Heilbrunn does go on to say this move brings the party of LBJ and Clinton closer to a filibuster proof majority in the Senate but mentions nothing about policy except for this curious bit about how Specter is concerned that the executive branch has too much power:
Specter's move was prefigured by his opposition to the Bush administration's aggrandizement of power. In the latest issue of the New York Review of Books, Specter has a lengthy and perspicuous essay titled "The Need to Roll Back Presidential Power Grabs." In it, Specter notes that he worries that Obama will rely on signing statements and on a "state secrets" privilege to stymie lawsuits "challenging controversial policies like warrantless wiretapping." But as a Democrat, he will likely have more influence in pushing legislation that would, in his words, allow "Congress and the courts to reassert themselves in the system of checks and balances."

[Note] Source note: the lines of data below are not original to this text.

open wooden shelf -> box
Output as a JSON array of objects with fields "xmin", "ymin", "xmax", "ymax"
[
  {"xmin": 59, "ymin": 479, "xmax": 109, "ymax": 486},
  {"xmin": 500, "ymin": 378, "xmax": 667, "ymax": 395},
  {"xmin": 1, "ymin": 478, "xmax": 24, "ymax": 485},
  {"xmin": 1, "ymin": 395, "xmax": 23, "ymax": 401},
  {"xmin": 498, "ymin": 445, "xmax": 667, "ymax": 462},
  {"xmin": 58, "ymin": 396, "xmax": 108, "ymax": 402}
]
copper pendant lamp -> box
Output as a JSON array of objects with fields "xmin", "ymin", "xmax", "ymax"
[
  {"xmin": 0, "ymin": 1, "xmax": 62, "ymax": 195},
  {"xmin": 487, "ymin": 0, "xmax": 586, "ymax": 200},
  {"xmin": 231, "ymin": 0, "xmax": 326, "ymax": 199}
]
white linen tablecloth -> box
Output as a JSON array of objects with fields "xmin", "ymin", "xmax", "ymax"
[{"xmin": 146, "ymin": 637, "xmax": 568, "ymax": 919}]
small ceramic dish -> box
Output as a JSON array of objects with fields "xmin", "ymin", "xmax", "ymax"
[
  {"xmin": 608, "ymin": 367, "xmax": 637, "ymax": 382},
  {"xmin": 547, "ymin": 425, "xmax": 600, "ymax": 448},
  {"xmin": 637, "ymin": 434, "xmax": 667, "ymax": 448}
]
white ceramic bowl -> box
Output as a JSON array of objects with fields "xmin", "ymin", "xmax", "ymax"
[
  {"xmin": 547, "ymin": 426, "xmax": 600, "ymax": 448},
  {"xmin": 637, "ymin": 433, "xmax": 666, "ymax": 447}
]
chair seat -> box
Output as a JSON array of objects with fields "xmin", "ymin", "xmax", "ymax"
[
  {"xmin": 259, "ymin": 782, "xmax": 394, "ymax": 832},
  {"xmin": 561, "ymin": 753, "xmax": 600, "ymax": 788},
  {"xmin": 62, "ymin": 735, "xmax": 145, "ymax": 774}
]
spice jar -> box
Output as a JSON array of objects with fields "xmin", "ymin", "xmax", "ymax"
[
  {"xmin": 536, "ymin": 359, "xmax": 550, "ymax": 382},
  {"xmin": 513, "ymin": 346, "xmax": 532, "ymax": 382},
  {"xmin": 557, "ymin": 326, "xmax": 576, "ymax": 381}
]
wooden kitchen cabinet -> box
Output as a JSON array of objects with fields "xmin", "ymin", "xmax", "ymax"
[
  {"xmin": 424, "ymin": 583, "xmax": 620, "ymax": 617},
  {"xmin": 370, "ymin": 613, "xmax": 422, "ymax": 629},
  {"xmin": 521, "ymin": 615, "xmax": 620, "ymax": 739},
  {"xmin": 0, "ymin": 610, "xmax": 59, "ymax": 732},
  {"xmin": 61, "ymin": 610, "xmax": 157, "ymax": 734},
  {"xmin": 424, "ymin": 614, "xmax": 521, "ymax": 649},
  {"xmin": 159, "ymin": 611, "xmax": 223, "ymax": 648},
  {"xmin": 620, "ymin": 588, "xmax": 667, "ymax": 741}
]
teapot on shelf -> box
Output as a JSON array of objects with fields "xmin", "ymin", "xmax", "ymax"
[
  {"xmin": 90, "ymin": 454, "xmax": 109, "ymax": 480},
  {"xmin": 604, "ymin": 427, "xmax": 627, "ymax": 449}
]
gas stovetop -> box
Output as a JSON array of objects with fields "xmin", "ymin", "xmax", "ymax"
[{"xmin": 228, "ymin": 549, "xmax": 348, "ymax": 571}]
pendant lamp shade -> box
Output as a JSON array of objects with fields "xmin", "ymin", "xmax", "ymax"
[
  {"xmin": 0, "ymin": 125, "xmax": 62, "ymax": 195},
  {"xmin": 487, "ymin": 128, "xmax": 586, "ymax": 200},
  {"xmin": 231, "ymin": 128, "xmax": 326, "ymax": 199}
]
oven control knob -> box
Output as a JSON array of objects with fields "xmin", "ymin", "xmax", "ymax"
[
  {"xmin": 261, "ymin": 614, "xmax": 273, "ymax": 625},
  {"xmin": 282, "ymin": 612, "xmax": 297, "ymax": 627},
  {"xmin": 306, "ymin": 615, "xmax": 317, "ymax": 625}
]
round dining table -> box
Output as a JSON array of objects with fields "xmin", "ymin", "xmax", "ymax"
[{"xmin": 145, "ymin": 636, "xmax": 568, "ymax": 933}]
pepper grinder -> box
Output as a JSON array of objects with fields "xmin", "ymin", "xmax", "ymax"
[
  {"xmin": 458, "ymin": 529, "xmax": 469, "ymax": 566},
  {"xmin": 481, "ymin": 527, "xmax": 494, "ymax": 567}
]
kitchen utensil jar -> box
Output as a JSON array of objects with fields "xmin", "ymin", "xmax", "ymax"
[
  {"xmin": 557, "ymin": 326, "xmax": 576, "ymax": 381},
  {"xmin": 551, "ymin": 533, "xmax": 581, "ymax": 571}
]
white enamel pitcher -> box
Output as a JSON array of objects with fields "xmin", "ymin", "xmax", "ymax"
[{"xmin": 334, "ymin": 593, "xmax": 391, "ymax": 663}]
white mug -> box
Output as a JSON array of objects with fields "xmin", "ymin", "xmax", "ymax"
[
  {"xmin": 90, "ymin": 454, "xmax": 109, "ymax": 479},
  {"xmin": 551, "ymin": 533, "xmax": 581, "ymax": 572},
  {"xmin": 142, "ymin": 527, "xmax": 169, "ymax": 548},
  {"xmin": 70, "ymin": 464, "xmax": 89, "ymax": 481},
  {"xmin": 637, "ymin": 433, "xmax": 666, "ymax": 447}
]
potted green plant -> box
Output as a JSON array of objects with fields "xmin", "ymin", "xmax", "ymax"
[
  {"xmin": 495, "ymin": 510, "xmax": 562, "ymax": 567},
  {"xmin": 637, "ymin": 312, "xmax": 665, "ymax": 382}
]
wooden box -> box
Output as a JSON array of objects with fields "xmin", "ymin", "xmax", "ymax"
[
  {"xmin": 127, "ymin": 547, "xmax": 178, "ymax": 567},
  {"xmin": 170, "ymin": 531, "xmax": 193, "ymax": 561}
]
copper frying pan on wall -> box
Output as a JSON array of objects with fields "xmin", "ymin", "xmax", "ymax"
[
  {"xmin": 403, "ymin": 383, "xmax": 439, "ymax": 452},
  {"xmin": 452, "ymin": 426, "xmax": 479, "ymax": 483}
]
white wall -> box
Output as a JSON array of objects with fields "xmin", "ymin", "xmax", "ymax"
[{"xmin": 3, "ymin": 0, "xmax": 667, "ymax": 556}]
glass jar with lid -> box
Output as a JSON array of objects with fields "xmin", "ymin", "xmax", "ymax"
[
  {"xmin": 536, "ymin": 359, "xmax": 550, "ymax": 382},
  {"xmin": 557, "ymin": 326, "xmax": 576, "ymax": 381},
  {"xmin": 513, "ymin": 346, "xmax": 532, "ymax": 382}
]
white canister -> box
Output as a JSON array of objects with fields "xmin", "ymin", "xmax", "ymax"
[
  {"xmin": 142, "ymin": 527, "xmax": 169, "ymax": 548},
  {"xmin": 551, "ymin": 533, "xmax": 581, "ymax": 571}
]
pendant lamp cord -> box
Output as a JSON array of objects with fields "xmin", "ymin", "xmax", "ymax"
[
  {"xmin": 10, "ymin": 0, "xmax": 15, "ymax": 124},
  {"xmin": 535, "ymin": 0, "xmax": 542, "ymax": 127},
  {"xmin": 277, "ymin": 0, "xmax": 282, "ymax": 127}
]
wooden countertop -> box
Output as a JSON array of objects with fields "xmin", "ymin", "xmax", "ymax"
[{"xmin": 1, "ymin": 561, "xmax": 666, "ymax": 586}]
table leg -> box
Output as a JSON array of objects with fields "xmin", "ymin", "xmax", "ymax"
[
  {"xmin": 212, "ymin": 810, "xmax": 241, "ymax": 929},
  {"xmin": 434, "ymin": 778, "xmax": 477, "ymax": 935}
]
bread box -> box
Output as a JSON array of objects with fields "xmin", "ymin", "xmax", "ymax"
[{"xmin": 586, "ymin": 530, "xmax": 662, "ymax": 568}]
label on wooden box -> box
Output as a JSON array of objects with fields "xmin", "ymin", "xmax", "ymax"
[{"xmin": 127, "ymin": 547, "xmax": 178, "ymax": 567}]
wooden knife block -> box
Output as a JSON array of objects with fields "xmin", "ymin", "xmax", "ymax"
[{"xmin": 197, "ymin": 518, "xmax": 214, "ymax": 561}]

So Obama has scored a major accomplishment because now someone who opposes him on some not exactly unimportant matters will be in a stronger position. Makes sense.
And where will the other Democrats stand on the matter if Specter tries take power away from Obama and the Oval Office and give it to the other branches of government? Heilbrunn says nothing on this matter, not that you should look to him for wisdom. If the last year or so is any indication, Democrats don't look too kindly on those who oppose any aspect of Obama's agenda, so maybe they will eventually kick him out of their party.
(For the record, I have not read "The Need to Roll Back Presidential Power Grabs" (May 14) and I am doubtful that Specter will press the issue.)
This incident brings up a very intriguing possibility for the Republicans, or at least the Republicans who have a sense of humor. If all of the congressional elephants were to declare that in unison that they are joining the donkeys, it would be hillarious to see the netroots respond with glee. The defectors wouldn't even have to say they are changing their stance on any issue -Specter apparently hasn't. And when the Republicans rejoin their old party the following day, it will probably be just as funny to watch the coalition for change, or whatever they call themselves, react in disbelief.